Transformers do not convert anything to DC. It requires a rectifier to do that.

I also do not think that you would ever be able to get any burn marks with 12 volts.

George


----------



## Brink (Nov 22, 2010)

GeorgeC said:


> Transformers do not convert anything to DC. It requires a rectifier to do that.
> 
> I also do not think that you would ever be able to get any burn marks with 12 volts.
> 
> George


12k = 12,000


----------



## MTL (Jan 21, 2012)

GeorgeC said:


> 12 volts?
> 
> G


12,000 volts, actually, some neons go north of 15k. And a high voltage diode can convert it to DC.

Sent from my DROID BIONIC using Woodworking Talk


----------



## WillemJM (Aug 18, 2011)

MTL said:


> 12,000 volts, actually, some neons go north of 15k. And a high voltage diode can convert it to DC.
> 
> Sent from my DROID BIONIC using Woodworking Talk


If the video said it is DC, I missed it.
Can't guarantee it, as I have not tried it, but I will be surprised if one of these won't do the job just fine. You can probably even downsize to smaller one sold at Lowes.

http://www.fishock.com/store/electric-fence-charger/ss-4000x

You may want to add a little salt to the water, to get the right conductivity.


----------



## ohoutved (May 25, 2012)

After I have seen the video on Youtube, I began to investigate what kind of material that I should use in order to do a replicate of Mike's setup.

First of all, if you really want to give it a try, then I would suggest that you contact Mike by e-mail ([email protected]), - copied from his homepage http://www.thunderwoodarts.com.
I'm sure he would answer all the questions that you might have, rather than see any of you being hurt.

The project: You don't need a 12k VAC trafo to do this!! - 2k VAC is more than enough for most projects. What you don't see on the video is that Mike is adjusting the primary mains voltage using a variable trafo, where he can adjust the voltage from 0-110/220 VAC. I have tried the setup using a 2k AC neon trafo, with the vario-trafo adjusted to 30-50 percent of the mains voltage, and that works fine. Turning to full power will probably burn deep grooves in the wood before you get the very delicate patterns which are the most interesting part of the pattern. In top of that, - the vario-trafo will normally have galvanic separation of the mains voltage supply to the input voltage to the neon trafo, making the project a bit more safe, - but still very hazardous if you are not very careful.
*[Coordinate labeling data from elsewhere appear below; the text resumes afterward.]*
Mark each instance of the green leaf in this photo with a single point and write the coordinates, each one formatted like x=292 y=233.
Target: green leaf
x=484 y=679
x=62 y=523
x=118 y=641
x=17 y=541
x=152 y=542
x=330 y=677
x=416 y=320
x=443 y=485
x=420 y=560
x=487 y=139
Without knowing what Mike is using to conduct the current, I would think that it is a NaCl solution (probably a dissolution of approx. 30%) which makes the water conducting. This salt solution is first of all applied to the two electrodes in order to make the current flow to the wood surface. Next it is sparsely applied to the woods surface where you would like the pattern to be burned. Too much water makes a kind of short circuit, prolonging the time before the burning begins.
What I also found out is that it is a good idea to have some clean water available to apply to the spot where the burns should not continue. Fresh water will dilute the salt water making it less conductive.

So if you want to try - then go ahead, - but please be very carefull, - and please don't blame me if anything goes wrong!! - It is fun to try but still very dangerous stuff. Please contact Mike if you have any questions, before risking your own health.

I myself is an electrician, and trust me I know how 2k VAC, 20k VAC and 40k VDC feels, -and it is absolutely not childrens toy, and you should not fool around with this if you are not absolutely sure what you are doing. It highly dangerous stuff, and can kill you if you make even the smallest mistake!!

______________
Ole
Denmark


----------



## DST (Jan 10, 2011)

Would a welder work?


----------



## Brink (Nov 22, 2010)

DST said:


> Would a welder work?


No, the open voltage is usually not more than 80v.


----------